Offspring's use of marijuana, alcohol, and tobacco affected

marijuana

FRIDAY, Nov. 22, 2019 (HealthDay News) -- Parental marijuana use is associated with an increased risk for substance use among adolescent and young adult offspring living in the same household, according to a study published online Nov. 22 in JAMA Network Open.

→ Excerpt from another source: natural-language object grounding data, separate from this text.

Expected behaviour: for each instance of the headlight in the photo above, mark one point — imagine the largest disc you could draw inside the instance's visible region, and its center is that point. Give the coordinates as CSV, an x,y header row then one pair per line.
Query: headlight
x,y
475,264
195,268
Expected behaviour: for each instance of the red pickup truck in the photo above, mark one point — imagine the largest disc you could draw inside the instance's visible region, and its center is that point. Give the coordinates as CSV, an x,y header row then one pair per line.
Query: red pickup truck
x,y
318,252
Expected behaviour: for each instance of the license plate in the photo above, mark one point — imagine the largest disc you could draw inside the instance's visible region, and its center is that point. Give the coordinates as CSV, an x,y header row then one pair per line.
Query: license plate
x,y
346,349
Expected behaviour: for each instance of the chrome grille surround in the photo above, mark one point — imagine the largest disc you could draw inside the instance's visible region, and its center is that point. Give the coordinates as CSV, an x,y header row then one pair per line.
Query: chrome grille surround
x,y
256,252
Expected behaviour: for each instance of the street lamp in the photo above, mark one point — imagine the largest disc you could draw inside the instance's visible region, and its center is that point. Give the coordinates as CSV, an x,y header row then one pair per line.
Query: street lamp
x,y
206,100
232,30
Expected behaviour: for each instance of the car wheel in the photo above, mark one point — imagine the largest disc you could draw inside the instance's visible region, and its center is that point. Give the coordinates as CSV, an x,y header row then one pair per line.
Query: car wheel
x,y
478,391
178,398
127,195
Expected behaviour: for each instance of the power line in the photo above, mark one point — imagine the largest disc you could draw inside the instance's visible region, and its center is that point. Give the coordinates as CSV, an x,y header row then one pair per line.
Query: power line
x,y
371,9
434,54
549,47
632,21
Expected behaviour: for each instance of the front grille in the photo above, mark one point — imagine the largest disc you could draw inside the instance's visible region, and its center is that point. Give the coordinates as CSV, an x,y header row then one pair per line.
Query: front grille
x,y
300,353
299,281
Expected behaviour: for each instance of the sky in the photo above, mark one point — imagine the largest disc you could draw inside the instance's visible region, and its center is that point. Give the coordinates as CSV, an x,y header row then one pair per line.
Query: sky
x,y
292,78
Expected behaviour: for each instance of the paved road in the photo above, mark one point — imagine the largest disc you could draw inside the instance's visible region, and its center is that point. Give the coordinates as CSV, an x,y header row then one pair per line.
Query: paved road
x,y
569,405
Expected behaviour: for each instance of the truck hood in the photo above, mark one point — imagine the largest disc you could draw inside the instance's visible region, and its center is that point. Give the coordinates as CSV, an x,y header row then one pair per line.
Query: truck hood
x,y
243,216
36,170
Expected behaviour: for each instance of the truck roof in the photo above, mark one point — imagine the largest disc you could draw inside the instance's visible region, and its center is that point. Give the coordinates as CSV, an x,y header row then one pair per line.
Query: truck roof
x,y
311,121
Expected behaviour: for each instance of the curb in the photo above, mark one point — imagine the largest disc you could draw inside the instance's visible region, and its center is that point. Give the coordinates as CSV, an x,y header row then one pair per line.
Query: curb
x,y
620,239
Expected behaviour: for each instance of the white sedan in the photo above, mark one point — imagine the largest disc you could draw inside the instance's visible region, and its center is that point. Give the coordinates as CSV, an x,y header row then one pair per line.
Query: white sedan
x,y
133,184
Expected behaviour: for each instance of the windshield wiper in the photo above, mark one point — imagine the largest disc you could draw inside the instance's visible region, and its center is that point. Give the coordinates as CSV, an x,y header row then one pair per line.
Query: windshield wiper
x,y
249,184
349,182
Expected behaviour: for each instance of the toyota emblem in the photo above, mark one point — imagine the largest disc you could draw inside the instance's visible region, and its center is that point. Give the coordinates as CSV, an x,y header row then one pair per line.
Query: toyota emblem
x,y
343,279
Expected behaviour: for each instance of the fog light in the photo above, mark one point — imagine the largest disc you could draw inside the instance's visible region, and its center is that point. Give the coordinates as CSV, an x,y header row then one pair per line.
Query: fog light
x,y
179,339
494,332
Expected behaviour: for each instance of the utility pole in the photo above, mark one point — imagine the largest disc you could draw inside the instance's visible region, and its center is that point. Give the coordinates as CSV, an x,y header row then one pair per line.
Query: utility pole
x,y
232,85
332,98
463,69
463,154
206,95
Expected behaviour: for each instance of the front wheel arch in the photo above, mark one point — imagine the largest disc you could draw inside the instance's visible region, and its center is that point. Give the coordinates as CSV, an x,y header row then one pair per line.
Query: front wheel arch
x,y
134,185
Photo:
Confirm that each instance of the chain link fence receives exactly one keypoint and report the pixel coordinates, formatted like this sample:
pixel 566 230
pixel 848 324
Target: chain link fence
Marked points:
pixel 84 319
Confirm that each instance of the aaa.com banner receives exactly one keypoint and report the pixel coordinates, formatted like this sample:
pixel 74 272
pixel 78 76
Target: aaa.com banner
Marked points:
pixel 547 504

Bertha K. Madras, Ph.D., from McLean Hospital in Belmont, Massachusetts, and colleagues examined associations of parental marijuana use with offspring marijuana, tobacco, and alcohol use and opioid misuse using data from the National Surveys on Drug Use and Health (2015 through 2018; 24,900 father-offspring or mother-offspring dyads).

The researchers found that compared with adolescents whose mothers never used marijuana, past-year marijuana use was higher among teens whose mothers had lifetime (without past-year) marijuana use (adjusted risk ratio [aRR], 1.3), <52 days of past-year marijuana use (aRR, 1.7) or ≥52 days past-year marijuana use (aRR, 1.5), with similar results also seen for young adults. Compared with adolescents whose fathers never used marijuana, adolescents whose fathers had <52 days of past-year marijuana use were more likely to use marijuana (aRR, 1.8), as were young adults whose fathers had ≥52 days of past-year marijuana use (aRR, 2.1). The adjusted risk of past-year tobacco use was higher among adolescents whose mothers or fathers had marijuana use. Similarly, past-year alcohol use was higher among adolescents whose mothers had marijuana use. Parental marijuana use was not associated with opioid misuse by offspring.

"Screening household members for substance use and counseling parents on risks posed by current and past marijuana use are warranted," the authors write.